The Financial Crisis’s Long Shadow
The economic problems that Greece has been facing only makes things worse. The country hasn’t fully recovered from the financial crisis that hit hard in the early 2010s. Back in 2009, Greek buying power was about 92% of what it was in the EU on average; but these days, it’s dropped to just 70%. In the first three months of 2025, the average gross income was around €1,415. Around half of those working in the private sector earn less than €1,000. At the same time, prices for things like places to stay, food, and getting around – which are being driven up by tourism – have risen to match those you would see on an international level, way faster than local wages.
How much it costs to get around just shines a light on the problem.
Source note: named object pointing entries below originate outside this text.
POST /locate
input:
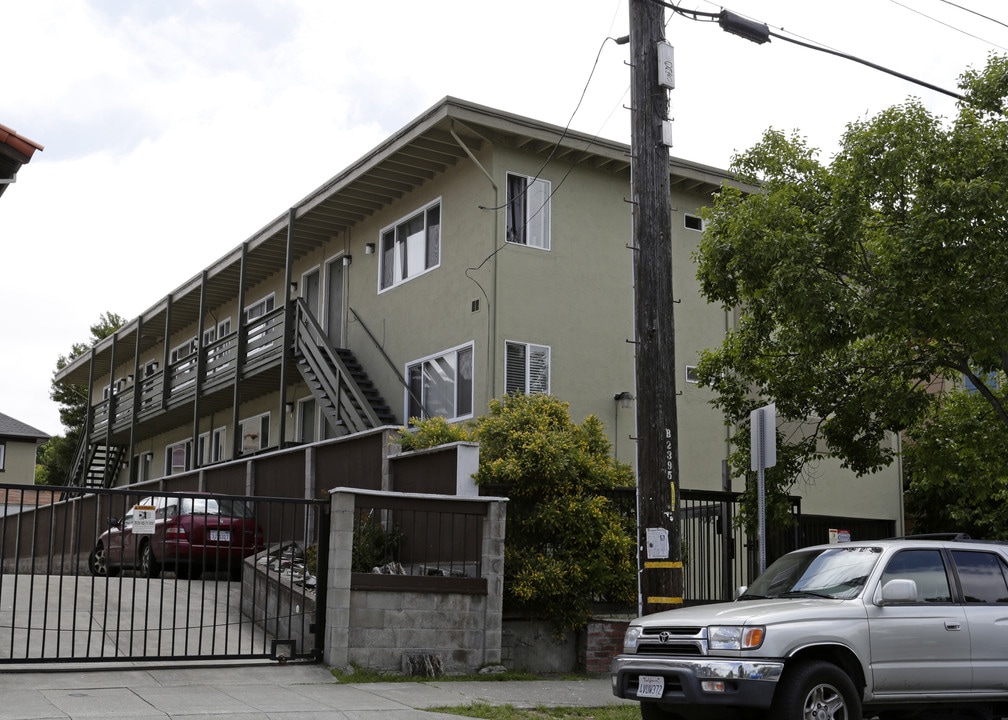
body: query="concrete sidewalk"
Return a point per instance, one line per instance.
(261, 692)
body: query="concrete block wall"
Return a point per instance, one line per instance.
(386, 626)
(380, 628)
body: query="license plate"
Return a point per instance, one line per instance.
(650, 686)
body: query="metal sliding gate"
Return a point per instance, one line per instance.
(102, 575)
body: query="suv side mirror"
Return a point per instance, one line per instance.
(899, 590)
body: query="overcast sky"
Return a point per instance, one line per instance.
(174, 129)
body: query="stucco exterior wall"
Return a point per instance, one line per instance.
(19, 462)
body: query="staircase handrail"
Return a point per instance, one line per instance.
(388, 360)
(80, 461)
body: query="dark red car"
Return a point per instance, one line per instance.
(186, 534)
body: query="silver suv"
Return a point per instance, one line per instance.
(892, 627)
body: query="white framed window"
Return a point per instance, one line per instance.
(528, 211)
(180, 352)
(212, 446)
(306, 420)
(410, 247)
(442, 384)
(255, 433)
(219, 447)
(176, 458)
(526, 368)
(257, 331)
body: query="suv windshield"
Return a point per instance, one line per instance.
(836, 573)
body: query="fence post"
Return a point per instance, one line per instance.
(493, 570)
(341, 545)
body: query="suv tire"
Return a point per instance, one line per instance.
(815, 691)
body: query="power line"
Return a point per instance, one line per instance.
(950, 26)
(760, 32)
(978, 14)
(869, 64)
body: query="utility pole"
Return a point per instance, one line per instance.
(659, 548)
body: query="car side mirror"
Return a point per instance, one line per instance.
(900, 590)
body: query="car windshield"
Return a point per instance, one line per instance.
(216, 506)
(836, 573)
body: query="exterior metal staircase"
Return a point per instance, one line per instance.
(342, 388)
(96, 465)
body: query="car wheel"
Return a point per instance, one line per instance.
(148, 566)
(815, 691)
(98, 563)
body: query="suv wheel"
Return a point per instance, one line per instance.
(815, 691)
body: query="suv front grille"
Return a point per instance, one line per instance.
(672, 641)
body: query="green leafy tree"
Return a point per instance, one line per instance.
(858, 283)
(55, 457)
(957, 463)
(568, 547)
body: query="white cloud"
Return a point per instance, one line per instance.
(175, 129)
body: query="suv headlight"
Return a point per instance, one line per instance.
(734, 637)
(630, 639)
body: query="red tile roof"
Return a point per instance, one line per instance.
(16, 142)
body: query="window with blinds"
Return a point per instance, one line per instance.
(526, 368)
(410, 247)
(528, 211)
(442, 385)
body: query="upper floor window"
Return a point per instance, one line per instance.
(694, 222)
(212, 447)
(410, 247)
(528, 211)
(526, 368)
(258, 309)
(176, 458)
(255, 433)
(442, 385)
(982, 576)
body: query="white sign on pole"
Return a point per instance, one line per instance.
(763, 449)
(763, 436)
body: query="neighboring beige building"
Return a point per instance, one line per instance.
(473, 253)
(18, 445)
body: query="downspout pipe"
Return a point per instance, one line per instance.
(492, 311)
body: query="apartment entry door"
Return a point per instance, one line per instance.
(334, 301)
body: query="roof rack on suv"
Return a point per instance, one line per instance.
(954, 536)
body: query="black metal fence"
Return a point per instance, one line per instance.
(132, 575)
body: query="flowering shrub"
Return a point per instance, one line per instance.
(567, 547)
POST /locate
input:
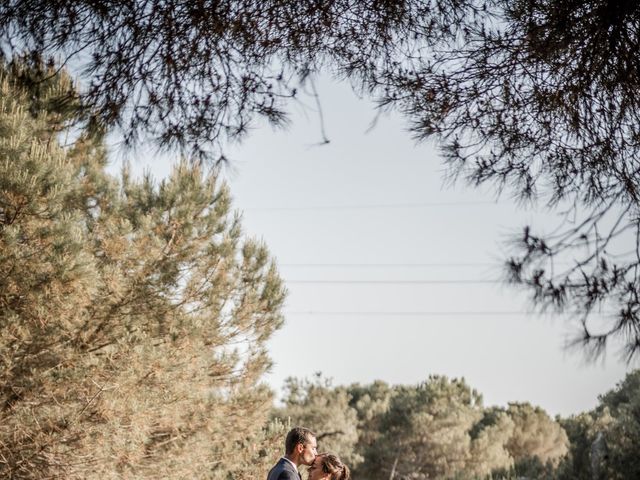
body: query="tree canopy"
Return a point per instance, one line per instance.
(535, 97)
(133, 315)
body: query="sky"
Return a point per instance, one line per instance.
(391, 274)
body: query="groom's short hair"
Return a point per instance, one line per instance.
(295, 436)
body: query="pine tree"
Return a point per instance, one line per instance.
(133, 315)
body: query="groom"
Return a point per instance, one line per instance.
(300, 449)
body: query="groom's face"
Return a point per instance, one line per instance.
(309, 450)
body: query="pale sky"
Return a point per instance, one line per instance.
(368, 208)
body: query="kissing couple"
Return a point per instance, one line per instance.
(300, 448)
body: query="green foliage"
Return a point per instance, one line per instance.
(536, 97)
(133, 316)
(426, 433)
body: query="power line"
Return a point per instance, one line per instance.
(369, 206)
(393, 282)
(387, 265)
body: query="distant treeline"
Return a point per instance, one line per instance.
(134, 320)
(440, 429)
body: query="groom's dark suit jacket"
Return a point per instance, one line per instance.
(283, 470)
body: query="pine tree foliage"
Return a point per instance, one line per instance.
(133, 316)
(535, 97)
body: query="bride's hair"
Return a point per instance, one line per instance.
(332, 465)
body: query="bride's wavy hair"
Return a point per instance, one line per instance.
(332, 465)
A round-trip ferry from Piraeus to Syros for a family of three with a car can cost about €488 – that’s about three times as much as you’d pay for a similar trip from Barcelona to Ibiza in Spain. For many Greeks, these kinds of expenses are too much, which means they either can’t travel, or they have to choose the cheapest and most basic options.
A Growing Divide
Greece’s tourism boom has sort of created a clear difference. While those from other countries get to enjoy Greece’s sunny islands, lots of the locals can’t afford to experience their own country’s attractions. It’s true the economic benefits of tourism are undeniable. However, those benefits come at a price, perhaps. Because prices are rising due to demand from foreign holidaymakers, locals are finding themselves priced out of the housing and vacation markets, and this is only making the inequality worse in a country that is still dealing with the fallout from its financial crisis.
As Greece keeps welcoming millions of tourists, the real challenge is in finding a way to balance the money it makes with the well-being of those who live there. If nothing changes, the idea of a Greek vacation might just stay a dream for a large portion of the population.